I was on a coaching call recently, catching up with someone I've been working with for a while. We got into the business side of things - specifically, how to find, grow, and exit small SaaS companies. And I realized something: most people have no idea what a tiny SaaS is actually worth once you understand the valuation math.
Not because the math is complicated. It isn't. But because nobody's explaining it plainly.
So let me do that right now.
The Number That Changes Everything: 36x
Here's what most people don't know: small software businesses - the kind that a solo developer or indie hacker builds and then quietly runs in the background - sell at roughly 36 times their monthly recurring revenue on platforms like Flippa and Acquire.com.
Let that sink in for a second.
If a SaaS is doing $2,000 a month in recurring revenue, the market says it's worth around $72,000. Not exciting. But if you take that same business to $10,000 a month in MRR? Now you're looking at a $360,000 exit.
That's not a rounding error. That's a life-changing number. And the gap between those two outcomes - between $72K and $360K - can be closed in nine days if you know what you're doing.
That's the entire game I'm going to walk you through in this post.

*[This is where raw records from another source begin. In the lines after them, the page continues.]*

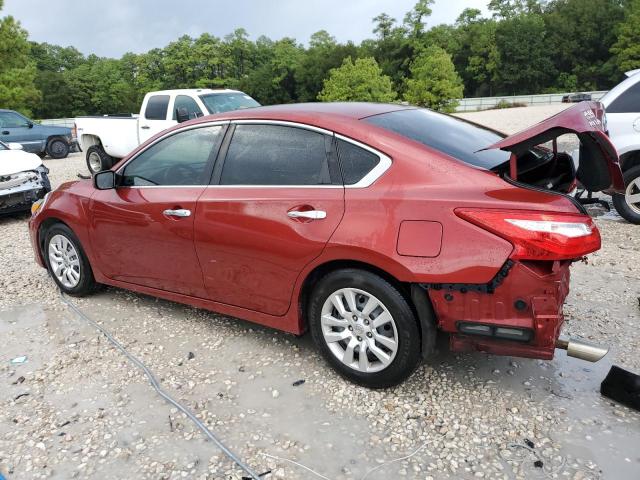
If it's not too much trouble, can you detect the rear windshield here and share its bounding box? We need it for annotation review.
[200,92,260,114]
[364,108,510,170]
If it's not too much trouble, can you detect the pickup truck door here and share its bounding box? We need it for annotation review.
[138,94,178,143]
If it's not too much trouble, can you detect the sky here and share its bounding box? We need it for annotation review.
[0,0,489,57]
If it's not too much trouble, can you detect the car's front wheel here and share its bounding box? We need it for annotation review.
[43,224,96,296]
[308,269,420,388]
[613,165,640,225]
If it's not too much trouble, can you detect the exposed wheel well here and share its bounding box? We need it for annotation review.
[620,150,640,172]
[298,260,436,357]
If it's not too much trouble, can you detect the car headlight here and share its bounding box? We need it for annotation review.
[31,192,51,215]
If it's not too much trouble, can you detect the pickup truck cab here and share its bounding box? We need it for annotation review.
[76,88,260,174]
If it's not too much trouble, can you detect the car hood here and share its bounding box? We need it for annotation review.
[484,102,624,192]
[0,150,42,175]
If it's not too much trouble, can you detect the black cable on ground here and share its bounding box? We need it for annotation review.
[60,291,262,480]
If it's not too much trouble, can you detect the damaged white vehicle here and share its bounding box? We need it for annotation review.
[0,142,51,215]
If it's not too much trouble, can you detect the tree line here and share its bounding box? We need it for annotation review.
[0,0,640,118]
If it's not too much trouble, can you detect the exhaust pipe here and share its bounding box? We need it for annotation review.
[556,338,609,362]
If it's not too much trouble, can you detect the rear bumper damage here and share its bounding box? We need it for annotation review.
[423,260,606,361]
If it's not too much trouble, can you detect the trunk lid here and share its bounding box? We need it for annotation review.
[483,102,624,193]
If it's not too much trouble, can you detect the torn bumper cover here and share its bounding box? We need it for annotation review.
[0,165,51,215]
[425,261,571,359]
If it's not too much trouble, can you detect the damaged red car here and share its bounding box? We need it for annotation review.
[30,102,624,387]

Why $2K MRR Is the Sweet Spot to Acquire
The strategy I've been using - I call it RAGE, which stands for Research, Acquire, Grow, Exit - starts with one very specific target: a SaaS business already at $2,000 per month in recurring revenue.
Why that number? Why not start your own?
Because starting from zero is brutal. On average, it takes eight months to get a SaaS from zero to $2K MRR. You've got to have the right idea, write the landing page correctly, figure out pricing that converts, drive traffic to the thing. Some people spend ten years stuck on this part. I've seen it. I've talked to those founders. They're grinding and grinding and never cracking through.
So skip it. Don't start from zero. Find a business that already solved the hardest problem - getting its first paying customers - and then come in as the marketer.
Here's the thing about most indie hackers who build SaaS products: they're coders. They figured out how to write beautiful software. What they haven't figured out - and what they actively hate doing - is marketing and selling that software. That's where you come in.
You walk up to one of these developers and say: "I can take you from $2,000 a month to $20,000 a month."
That's a 10x growth lever on their business. Even if they have to give away 50% equity to make it happen, they're still coming out massively ahead. And so are you, because when you exit at a 36x multiple, you're splitting a much bigger pie.
Where to Find These Businesses
The indie hacker community is obsessed with building in public. These developers post their revenue numbers on Twitter, talk about their MRR milestones, and share everything. What's painful for them is gold for you as an acquirer.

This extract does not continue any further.